My father recently bought a Hi Standard Sentinel, as well as several other firearms, from a friends widow who was selling all of his firearms. My father is more into collecting than shooting, whereas I actually want to shoot.
I have been looking for a good 22 revolver for a little while now and have been having a hard time finding one that was something I wanted for a good price.
The sentinel is a 2" model with a bobbed hammer. Basically a CCW style pistol even though its only 22. 
Ideally I would want a pistol with something like a 3-4" barrel and a full hammer, but since I will probably be able to buy the sentinel from my father for a decent price I think I will just go with it.
I am currious how much I should pay him for it.
It has not been shot much, but has been scratched up some around the cylinder and top of the frame. It is blued with plastic grips, and like I said 2" barrel and bobbed hammer.
Anyone have any clue what this is worth?


----------



## TedDeBearFrmHell (Jul 1, 2011)

$60-75 in the condition described with an altered hammer


----------



## chessail77 (Mar 15, 2011)

You are looking for a shooter so appearance should not matter much, so 70-90 $ should be fair to you both.....JJ


----------



## Bisley (Aug 24, 2008)

I'm not familiar with the value of that model, but I do own a couple of Hi-Standard .22s. They made a very good low-end firearm for a long time, making a lot of good, cheap rifles for companies like Sears and Western Auto. They also sold some match grade .22 semi-auto pistols and bolt action rifles to the Army and National Guard. 

I would recommend purchasing any Hi-Standard that has not been abused and can be had for a decent price.


----------



## bcd02 (Jun 6, 2012)

Thanks for the recommendations.
Hopefully I'll be able to talk him down to around $75 then, he seams to think it's worth more like $200.
I may pay him that much even if it is too much just because its in family, but less would be better for me.

Also just to be clear about the pistol. The bobbed hammer is a design feature, this model of the pistol was produced that way, it was not an alteration.


----------



## TedDeBearFrmHell (Jul 1, 2011)

bcd02 said:


> ....Also just to be clear about the pistol. The bobbed hammer is a design feature, this model of the pistol was produced that way, it was not an alteration.
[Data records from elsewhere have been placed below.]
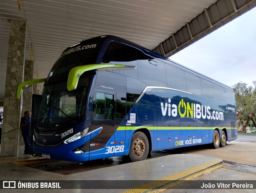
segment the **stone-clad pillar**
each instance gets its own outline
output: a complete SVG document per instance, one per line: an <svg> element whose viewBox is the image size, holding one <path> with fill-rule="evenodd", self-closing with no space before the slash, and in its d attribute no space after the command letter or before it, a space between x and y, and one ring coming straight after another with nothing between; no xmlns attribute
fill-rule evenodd
<svg viewBox="0 0 256 193"><path fill-rule="evenodd" d="M25 21L11 20L1 141L2 156L18 153L21 100L16 96L18 86L23 79L26 31Z"/></svg>
<svg viewBox="0 0 256 193"><path fill-rule="evenodd" d="M34 72L34 62L25 61L24 67L24 78L23 82L33 80ZM24 88L22 91L23 101L22 102L22 116L24 115L24 112L26 111L31 111L31 103L32 103L32 94L33 92L33 85Z"/></svg>

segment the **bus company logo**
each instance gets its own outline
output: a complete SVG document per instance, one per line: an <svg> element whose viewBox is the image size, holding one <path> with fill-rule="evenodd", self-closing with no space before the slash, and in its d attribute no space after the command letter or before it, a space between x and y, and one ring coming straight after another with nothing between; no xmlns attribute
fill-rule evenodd
<svg viewBox="0 0 256 193"><path fill-rule="evenodd" d="M235 111L236 109L234 107L226 107L226 109L227 110L230 110L232 111Z"/></svg>
<svg viewBox="0 0 256 193"><path fill-rule="evenodd" d="M67 50L65 52L63 52L61 54L59 58L59 59L63 57L64 56L66 56L67 54L70 54L71 53L74 52L76 52L78 51L80 51L83 50L87 50L88 49L91 49L91 48L96 48L97 46L97 44L91 44L91 45L86 45L82 47L82 46L78 46L76 47L74 47L74 48L72 48Z"/></svg>
<svg viewBox="0 0 256 193"><path fill-rule="evenodd" d="M100 87L101 88L107 88L108 89L114 89L114 88L112 88L112 87L108 87L108 86L103 86L103 85L100 85Z"/></svg>
<svg viewBox="0 0 256 193"><path fill-rule="evenodd" d="M168 99L168 103L161 103L161 109L163 116L166 116L168 113L169 117L176 117L178 113L181 117L186 115L188 117L204 119L224 120L223 113L217 111L212 111L211 113L211 108L209 106L201 105L188 102L186 103L183 99L179 103L177 106L175 104L171 104L171 99Z"/></svg>
<svg viewBox="0 0 256 193"><path fill-rule="evenodd" d="M16 182L15 181L3 181L3 188L16 188Z"/></svg>

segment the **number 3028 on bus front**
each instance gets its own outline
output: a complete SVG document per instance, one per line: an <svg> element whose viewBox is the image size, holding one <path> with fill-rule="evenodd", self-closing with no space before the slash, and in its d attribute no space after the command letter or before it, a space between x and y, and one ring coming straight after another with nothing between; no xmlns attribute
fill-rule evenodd
<svg viewBox="0 0 256 193"><path fill-rule="evenodd" d="M107 152L105 153L105 154L107 153L113 153L122 152L124 149L124 145L116 145L115 146L107 146Z"/></svg>

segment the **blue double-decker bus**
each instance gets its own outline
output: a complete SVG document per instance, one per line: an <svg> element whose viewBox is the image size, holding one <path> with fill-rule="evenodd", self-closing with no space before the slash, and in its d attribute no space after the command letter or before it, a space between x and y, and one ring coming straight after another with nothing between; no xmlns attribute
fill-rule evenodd
<svg viewBox="0 0 256 193"><path fill-rule="evenodd" d="M44 82L35 118L36 155L82 161L237 137L231 88L151 50L111 36L67 48Z"/></svg>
i stand corrected, i didnt think that any of the sentinels came with a spurless hammer, but upon further research it looks like snubbie produced from 1957-59 were in fact spurless, in 1960 they went to the traditional hammer

thanks for pointing this out to me.... (avid collector of the hi standard double nine and double nine convertibles here)


----------



## bcd02 (Jun 6, 2012)

Yup.
The one I'm talking about is a R101. Produced somewhere between 56 and 59 I think.
I have to say cocking this pistol is a beast after you do it a dozen times, it really wears out th skin on your fingers. 
I think I'm going to try to find a regular hammer to have installed on this pistol.
I don't want it for CCW so there is really no purpose in having the bobbed hammer. 
The da trigger pull isnt bad but is pretty heavy so I plan on mostly shooting it sa. The sa trigger pull is somewhat heavy but really short and crisp and I like it.


----------



## dkool180 (Oct 20, 2012)

Greetings all
Just the other day bought a Sentinel R-102 from a guy who also has one of these snub nose bobed hammer models. It seemed to be a nice gun, but is single action ?? 
Anyone know if this gun was made as SA or is there something wrong with it? Cool as it would be to have it seems like it might be impossible to repair. 

Hope someone is still following this thread, thanks for your input


----------